Sometimes God knows your heart, your desires, your needs, way before you do- and grants you those things. Sometimes He is beyond good to you with putting certain things in your life. That sometimes for me is Jeremy. My hubby, best friend, and hot guy I am obsessed with.
This man, oh this man, there are no words for him. Without changing anything about himself, he pursued me for months before I truly gave in to my mutual feelings. It must have been something to do with the fragrance that he bought from somewhere like True Pheromones and it definitely worked because I ended up being super attracted to him (even though it took me a long time to admit it). He liked me when I was that freaking emotional young girl, who honestly cried over something stupid every.darn.day. He liked me when I matched my eyeshadow color to my shirt {even though he despises makeup, esp. eye makeup!}. He liked me when I had a whole lot of maturing left to do. His like then turned to love, and I became the luckiest girl in the world.
He loved me while I lost my mind for about 7 months and broke up with him. He loved me from afar while I took the time to figure out my depression and anxiety. He loved me while my family went through an insane struggle. He loved me even when I told him to stop. Through these times I thought he was definitely going to leave me and find someone else, I even got so paranoid he’d end up on some Nudist Dating site or similar in search for another woman due to getting bored with the effort he was putting into me while getting nothing back.
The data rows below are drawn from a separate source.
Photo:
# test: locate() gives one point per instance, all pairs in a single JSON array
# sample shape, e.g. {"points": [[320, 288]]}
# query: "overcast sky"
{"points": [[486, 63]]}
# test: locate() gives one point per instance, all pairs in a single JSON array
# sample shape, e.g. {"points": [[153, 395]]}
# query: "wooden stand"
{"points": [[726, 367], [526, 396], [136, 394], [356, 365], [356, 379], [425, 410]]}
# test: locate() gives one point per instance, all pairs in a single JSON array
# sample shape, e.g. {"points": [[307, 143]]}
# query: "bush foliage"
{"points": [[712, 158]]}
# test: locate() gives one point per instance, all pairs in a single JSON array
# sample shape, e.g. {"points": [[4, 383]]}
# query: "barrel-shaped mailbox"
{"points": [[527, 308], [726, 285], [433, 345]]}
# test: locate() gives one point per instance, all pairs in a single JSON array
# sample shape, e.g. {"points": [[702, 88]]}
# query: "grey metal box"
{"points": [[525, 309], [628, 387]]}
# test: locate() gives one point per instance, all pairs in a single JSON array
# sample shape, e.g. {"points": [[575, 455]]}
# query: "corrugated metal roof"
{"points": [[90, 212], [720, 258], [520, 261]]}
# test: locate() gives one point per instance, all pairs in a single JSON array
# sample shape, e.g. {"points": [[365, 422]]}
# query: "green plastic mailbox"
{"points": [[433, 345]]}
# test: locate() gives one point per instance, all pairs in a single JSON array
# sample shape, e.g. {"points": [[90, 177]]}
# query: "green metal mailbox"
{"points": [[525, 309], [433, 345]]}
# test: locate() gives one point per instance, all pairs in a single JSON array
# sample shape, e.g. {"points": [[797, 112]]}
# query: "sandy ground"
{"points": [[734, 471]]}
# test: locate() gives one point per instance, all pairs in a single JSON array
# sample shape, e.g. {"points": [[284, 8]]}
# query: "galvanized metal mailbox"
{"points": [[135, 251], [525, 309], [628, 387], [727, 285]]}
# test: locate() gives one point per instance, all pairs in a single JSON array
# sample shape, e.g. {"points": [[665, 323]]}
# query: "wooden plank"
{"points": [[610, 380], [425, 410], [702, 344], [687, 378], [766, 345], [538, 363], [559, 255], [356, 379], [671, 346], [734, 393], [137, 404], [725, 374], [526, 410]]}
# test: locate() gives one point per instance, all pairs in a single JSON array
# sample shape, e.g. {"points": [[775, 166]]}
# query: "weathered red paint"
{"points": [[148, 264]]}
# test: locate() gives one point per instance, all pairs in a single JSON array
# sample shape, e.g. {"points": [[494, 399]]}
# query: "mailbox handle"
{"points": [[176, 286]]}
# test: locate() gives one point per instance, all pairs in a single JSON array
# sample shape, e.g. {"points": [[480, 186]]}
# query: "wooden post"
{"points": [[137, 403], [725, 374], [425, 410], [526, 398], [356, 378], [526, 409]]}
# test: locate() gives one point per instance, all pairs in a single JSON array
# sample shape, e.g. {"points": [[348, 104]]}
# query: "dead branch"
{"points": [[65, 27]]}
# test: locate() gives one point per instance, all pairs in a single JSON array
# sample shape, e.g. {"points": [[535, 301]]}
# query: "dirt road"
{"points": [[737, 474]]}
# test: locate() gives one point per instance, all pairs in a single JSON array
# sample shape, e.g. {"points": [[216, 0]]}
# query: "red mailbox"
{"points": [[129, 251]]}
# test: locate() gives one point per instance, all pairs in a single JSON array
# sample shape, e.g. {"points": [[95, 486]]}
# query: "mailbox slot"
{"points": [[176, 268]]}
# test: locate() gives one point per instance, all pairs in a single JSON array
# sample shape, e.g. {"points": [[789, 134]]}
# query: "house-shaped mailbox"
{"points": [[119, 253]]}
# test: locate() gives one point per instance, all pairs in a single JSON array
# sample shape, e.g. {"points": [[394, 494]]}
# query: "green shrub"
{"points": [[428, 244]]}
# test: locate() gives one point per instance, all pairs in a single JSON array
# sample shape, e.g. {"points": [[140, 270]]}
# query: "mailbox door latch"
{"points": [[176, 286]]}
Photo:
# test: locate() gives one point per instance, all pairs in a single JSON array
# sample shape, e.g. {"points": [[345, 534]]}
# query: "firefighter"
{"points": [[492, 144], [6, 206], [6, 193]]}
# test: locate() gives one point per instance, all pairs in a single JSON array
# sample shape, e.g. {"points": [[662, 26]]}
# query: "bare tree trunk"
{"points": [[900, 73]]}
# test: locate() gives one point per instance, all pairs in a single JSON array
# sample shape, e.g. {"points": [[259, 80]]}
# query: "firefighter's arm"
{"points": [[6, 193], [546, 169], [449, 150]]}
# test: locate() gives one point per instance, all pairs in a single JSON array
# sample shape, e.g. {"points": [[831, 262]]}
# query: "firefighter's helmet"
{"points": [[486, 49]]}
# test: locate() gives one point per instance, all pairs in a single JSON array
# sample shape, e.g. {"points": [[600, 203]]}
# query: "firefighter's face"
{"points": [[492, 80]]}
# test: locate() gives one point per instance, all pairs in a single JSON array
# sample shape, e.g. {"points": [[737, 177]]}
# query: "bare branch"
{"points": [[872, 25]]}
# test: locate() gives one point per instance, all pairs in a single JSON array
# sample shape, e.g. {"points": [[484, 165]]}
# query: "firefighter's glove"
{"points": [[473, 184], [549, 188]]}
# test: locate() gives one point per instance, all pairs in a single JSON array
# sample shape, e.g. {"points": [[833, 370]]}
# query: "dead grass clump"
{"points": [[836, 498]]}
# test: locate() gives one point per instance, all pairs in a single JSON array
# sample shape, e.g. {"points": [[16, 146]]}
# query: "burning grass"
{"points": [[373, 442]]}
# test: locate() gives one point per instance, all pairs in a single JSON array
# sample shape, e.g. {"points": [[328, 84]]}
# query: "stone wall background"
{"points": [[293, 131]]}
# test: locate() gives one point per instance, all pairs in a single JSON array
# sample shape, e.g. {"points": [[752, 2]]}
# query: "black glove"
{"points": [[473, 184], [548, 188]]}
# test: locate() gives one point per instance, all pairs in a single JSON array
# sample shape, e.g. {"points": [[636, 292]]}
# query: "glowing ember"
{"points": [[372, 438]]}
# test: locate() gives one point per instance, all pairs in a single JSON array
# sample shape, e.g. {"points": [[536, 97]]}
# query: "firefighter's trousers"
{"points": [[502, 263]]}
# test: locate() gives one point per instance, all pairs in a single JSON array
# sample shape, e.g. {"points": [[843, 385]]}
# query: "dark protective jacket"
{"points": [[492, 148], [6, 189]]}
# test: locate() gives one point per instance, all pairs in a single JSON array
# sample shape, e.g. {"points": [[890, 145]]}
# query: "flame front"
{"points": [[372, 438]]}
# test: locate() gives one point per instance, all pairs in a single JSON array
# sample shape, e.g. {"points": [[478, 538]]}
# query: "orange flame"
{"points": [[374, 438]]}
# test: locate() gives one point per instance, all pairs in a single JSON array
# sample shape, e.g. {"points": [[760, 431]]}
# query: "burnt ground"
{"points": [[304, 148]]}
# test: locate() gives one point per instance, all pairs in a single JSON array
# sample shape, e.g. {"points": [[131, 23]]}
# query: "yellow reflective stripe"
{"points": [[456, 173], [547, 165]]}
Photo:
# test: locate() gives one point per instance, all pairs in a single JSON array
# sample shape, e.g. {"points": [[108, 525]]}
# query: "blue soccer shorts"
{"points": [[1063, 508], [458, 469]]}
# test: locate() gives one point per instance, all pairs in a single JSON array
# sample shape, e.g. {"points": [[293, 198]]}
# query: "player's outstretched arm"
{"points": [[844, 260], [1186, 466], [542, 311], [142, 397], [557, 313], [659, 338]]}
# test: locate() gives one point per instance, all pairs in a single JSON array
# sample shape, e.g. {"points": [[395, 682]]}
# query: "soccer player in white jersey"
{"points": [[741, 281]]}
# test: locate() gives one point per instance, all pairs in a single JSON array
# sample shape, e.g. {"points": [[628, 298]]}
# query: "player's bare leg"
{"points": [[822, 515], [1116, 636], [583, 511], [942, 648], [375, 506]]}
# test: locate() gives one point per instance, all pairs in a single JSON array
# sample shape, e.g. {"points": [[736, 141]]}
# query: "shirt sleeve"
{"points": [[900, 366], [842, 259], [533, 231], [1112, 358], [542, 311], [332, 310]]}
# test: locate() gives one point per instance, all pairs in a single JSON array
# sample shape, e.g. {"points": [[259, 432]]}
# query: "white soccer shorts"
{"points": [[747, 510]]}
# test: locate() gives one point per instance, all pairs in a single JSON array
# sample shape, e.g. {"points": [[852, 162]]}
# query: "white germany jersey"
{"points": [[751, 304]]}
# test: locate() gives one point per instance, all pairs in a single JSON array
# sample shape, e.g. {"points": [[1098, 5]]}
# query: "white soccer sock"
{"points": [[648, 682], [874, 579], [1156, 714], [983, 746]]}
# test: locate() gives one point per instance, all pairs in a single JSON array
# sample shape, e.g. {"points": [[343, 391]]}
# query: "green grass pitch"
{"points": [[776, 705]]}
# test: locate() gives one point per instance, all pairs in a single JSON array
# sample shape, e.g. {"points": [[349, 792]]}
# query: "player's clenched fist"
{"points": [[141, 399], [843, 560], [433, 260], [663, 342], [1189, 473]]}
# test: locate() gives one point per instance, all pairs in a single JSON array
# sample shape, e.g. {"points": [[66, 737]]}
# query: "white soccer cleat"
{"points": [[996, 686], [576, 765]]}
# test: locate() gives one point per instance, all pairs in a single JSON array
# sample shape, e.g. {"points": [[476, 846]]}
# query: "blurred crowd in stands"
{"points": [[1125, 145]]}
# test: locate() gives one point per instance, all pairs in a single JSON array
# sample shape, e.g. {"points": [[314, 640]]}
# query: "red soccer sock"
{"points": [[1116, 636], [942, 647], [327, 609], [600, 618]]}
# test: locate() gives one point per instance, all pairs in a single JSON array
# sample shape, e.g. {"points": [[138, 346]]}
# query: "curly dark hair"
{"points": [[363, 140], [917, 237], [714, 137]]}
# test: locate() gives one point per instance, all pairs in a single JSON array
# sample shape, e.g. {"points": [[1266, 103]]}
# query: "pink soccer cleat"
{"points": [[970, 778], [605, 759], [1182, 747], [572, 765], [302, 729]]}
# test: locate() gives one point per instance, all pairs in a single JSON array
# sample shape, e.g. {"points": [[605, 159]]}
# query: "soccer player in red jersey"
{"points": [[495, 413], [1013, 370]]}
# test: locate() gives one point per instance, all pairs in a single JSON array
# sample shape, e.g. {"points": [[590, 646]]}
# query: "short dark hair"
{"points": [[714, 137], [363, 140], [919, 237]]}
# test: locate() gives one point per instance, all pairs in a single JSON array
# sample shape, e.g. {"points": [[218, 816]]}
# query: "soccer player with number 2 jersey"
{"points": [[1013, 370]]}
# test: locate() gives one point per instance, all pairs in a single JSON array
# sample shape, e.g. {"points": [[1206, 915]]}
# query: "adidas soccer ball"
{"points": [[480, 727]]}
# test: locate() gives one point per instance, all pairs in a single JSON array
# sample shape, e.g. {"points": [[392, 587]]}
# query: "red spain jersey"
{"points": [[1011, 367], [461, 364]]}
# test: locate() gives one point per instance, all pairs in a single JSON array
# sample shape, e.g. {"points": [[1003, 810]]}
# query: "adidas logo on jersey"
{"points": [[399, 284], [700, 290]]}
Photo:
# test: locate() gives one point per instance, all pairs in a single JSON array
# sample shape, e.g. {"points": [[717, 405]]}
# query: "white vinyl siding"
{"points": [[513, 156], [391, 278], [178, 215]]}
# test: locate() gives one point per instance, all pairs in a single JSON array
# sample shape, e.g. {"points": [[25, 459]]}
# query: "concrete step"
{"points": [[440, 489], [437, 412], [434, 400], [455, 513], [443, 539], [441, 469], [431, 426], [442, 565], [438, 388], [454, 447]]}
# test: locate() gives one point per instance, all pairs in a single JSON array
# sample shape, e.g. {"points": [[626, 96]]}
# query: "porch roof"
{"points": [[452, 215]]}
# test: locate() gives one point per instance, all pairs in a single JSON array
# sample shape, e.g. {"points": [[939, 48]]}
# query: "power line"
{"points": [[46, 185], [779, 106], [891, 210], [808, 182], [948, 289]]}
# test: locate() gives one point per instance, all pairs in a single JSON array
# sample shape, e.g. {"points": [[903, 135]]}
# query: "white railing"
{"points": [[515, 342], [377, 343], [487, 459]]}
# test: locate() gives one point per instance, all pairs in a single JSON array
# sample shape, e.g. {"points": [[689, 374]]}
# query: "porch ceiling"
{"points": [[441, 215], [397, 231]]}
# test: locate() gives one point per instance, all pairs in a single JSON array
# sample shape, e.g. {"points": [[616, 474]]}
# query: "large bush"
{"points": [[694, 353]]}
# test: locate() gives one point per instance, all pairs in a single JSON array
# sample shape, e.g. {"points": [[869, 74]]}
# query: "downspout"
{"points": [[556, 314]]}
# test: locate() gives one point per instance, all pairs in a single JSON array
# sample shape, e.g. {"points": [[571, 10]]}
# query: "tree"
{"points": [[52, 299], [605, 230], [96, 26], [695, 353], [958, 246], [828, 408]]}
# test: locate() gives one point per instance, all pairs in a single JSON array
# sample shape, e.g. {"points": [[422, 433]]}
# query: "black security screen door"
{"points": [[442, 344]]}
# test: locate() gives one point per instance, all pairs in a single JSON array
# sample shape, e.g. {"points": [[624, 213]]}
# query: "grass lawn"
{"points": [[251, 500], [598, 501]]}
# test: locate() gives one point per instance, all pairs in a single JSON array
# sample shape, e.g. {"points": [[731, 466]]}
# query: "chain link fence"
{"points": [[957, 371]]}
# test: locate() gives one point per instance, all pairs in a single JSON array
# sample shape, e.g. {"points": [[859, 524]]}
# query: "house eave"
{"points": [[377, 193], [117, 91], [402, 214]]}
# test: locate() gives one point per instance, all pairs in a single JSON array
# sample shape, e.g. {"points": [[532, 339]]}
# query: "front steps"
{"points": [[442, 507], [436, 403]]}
Thankfully, he still loved me when I got my sh*t together, even though most of his friends had told him to move on long ago! He loved me while I finished my degree, worked long hours, and volunteered at church 4x a week. He loved me and showed me clearly when he proposed at Woodleaf, a Young Life camp.
He loved me while I was indecisive about any and all wedding details. He loved me when I asked him to workout with me for the first time in my life, oh the patience he had! He loved me while I still had my anxious moments during our engagement. And he loved me so beautifully when he said his vows in front of our family, friends, and God.
He loved me when I spent countless hours looking for condos, apartments or tiny homes for sale so we could finally have a place that we could call our own, regardless of how big or small it was. He loved me when I attempted to decorate our first home, which turned out to be our apartment, so terribly. He loved me even when he was embarrassed that I made our apartment a shrine to our wedding. He loved me when I had no idea how to cook a single thing. He loved me when I signed up for Esthetician school and in turn gave us our first ever student loan (luckily he had learned how to buy stock in amazon and other companies to pay it off quicker!). He loved me when I gained 10lbs from having a few too many Stella beers from our glorious kegerator. And he loved me when he got me the sweetest first ‘baby’, our puppy Honey.
He loved me when I complained about having to go a house showing so early in the morning, because I was never a morning person, and that ended up being our first home. He loved me when I would cry because I was so sick of working on that house. He loved me by encouraging me to keep pushing on. He loved me by having the same heart for hosting things at home, dinner parties, event, whatever. He loved me when I switched jobs with the promise of making a ‘ton’ of money, and loved me when that didn’t turn out to be true.
He loved me when he had the thought that I would make a great mom, and decided it was time to go on our next journey of life. He loved me when I obsessed about getting pregnant {both times}, and loved me when I went through the highs and lows of pregnancy.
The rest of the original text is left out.